Lastly, a spatial map could be used to transform physical objects directly. For example, since we know where the walls are, we can paint them a different color in AR.
This can get pretty complicated. A spatial map is just a triangular mesh. How can your application code determine physical objects from that? It's difficult but not an unsolvable problem. In fact, the HoloLens toolkit, for example, includes a spatialUnderstanding module that analyzes the spatial map and does higher level identification, such as identification of floor, ceiling, and walls, using techniques such as ray casting, topology queries, and shape queries.
Spatial mapping can encompass a whole lot of data that could overwhelm the processing resources of your device and deliver an underwhelming user experience. HoloLens, for example, mitigates this by letting you subdivide your physical space into what they call spatial surface observers, which in turn contain a set of spatial surfaces. An observer is a bounding volume that defines a region of space with mapping data as one or more surfaces. A surface is a triangle 3D mesh in real-world 3D space. Organizing and partitioning space reduces the dataset needed to be tracked, analyzed, and rendered for a given interaction.
Ordinarily AR eyewear devices neither use a game controller or clicker nor positionally tracked hand controllers. Instead, you use your hands. Hand gesture recognition is another challenging AI problem for computer vision and image processing.
In conjunction with tracking, where the user is looking (gaze), gestures are used to trigger events such as select, grab, and move. Assuming the device does not support eye tracking (moving your eyes without moving your head), the gaze reticle is normally at the center of your gaze. You must move your head to point to the object of interest that you want to interact with:
More advanced interactions could be enabled with true hand tracking, where the user's gaze is not necessarily used to identify the object to interact; however, you can reach out and touch the virtual objects and use your fingers to push, grab, or move elements in the scene. Voice command input is being increasingly used in conjunction with true hand tracking, instead of hand gestures.
Other AR display techniques
In addition to handheld video see-through and wearable optical see-through, there are other AR display techniques as well.

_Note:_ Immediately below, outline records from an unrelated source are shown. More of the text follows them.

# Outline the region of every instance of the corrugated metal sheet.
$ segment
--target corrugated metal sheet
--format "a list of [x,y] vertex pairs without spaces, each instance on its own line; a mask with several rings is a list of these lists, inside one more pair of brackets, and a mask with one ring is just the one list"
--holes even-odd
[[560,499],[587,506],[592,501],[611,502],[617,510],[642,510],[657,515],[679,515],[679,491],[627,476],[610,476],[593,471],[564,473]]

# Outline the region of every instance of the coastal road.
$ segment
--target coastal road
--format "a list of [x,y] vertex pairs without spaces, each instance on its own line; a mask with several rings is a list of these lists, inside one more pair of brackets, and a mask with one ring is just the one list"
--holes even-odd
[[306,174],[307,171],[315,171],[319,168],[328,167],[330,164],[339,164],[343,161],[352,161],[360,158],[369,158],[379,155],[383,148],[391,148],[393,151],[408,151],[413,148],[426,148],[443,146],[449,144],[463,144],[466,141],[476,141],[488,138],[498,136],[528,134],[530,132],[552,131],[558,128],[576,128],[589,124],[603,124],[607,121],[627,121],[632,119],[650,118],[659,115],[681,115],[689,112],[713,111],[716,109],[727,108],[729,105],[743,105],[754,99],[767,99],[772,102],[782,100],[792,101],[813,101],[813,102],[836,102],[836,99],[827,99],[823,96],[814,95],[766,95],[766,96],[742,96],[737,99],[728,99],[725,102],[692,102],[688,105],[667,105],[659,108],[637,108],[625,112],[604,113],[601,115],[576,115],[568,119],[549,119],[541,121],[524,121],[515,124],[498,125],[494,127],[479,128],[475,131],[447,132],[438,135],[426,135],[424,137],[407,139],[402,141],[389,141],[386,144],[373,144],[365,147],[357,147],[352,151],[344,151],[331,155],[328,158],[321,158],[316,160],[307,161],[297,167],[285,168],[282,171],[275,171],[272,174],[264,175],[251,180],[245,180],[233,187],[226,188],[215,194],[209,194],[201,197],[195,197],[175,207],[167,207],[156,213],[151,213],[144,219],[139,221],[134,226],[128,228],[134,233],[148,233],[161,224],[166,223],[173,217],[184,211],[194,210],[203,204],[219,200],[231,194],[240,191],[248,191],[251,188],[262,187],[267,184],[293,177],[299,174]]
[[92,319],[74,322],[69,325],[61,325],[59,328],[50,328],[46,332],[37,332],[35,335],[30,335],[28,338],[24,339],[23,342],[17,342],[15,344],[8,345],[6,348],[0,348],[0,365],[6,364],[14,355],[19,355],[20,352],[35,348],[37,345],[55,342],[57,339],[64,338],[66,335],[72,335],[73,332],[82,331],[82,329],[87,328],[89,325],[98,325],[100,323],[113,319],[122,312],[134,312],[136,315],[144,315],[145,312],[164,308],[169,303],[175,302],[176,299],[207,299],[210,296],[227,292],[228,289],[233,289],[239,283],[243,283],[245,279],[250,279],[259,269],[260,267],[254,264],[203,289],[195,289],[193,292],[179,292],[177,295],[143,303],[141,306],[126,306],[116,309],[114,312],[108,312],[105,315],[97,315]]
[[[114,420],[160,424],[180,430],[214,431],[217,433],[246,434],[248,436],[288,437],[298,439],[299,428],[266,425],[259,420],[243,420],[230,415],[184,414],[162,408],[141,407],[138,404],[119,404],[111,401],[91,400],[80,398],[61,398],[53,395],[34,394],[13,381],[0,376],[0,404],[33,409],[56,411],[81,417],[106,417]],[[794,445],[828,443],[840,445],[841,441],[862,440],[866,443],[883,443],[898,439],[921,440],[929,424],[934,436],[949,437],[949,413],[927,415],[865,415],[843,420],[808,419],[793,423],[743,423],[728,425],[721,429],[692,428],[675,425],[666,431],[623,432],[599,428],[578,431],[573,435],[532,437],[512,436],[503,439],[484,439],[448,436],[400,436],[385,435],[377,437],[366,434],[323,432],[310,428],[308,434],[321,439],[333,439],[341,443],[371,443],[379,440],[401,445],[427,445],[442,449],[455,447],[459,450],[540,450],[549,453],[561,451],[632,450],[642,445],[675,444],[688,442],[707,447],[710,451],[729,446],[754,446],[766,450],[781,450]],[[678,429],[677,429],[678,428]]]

A monocular headset shows a single image in one eye, allowing the other eye to view the real world unaugmented. It tends to be lightweight and used more as a heads-up display (HUD), as if information were projected on the front of a helmet rather than registered to the 3D world. An example of this is Google Glass. While the technology can be useful in some applications, we are not considering it in this book.
Wearable video see-through uses a head-mounted display (HMD) with a camera and combines real-world video with virtual graphics on its near-eye display. This may be possible on VR headsets such as HTC Vive and Samsung GearVR, with camera passthrough enabled, but it has a few problems. First, these VR devices do not have depth sensors to scan the environment, preventing the registration of graphics with the real 3D world.
The camera on such devices is monoscopic, yet the VR display is stereoscopic. Both the eyes see the same image, or what is called bi-ocular. This will cause issues in correctly rendering the graphics and registering to the real world.
Another problem is that the device's camera is offset from your actual eyes in front by an inch or more. The viewpoint of the camera is not the same as your eyes; the graphics would need to be registered accordingly.
For these reasons, wearable video see-through AR presently can look pretty weird, feel uncomfortable, and generally not work very well. But if you have one of these devices, feel free to try the projects in this book on it and see how it works. Also, we can expect new devices to come on the market soon which will position themselves as combined VR + AR and hopefully solve these issues, perhaps with dual stereo cameras, optical correction, or other solutions.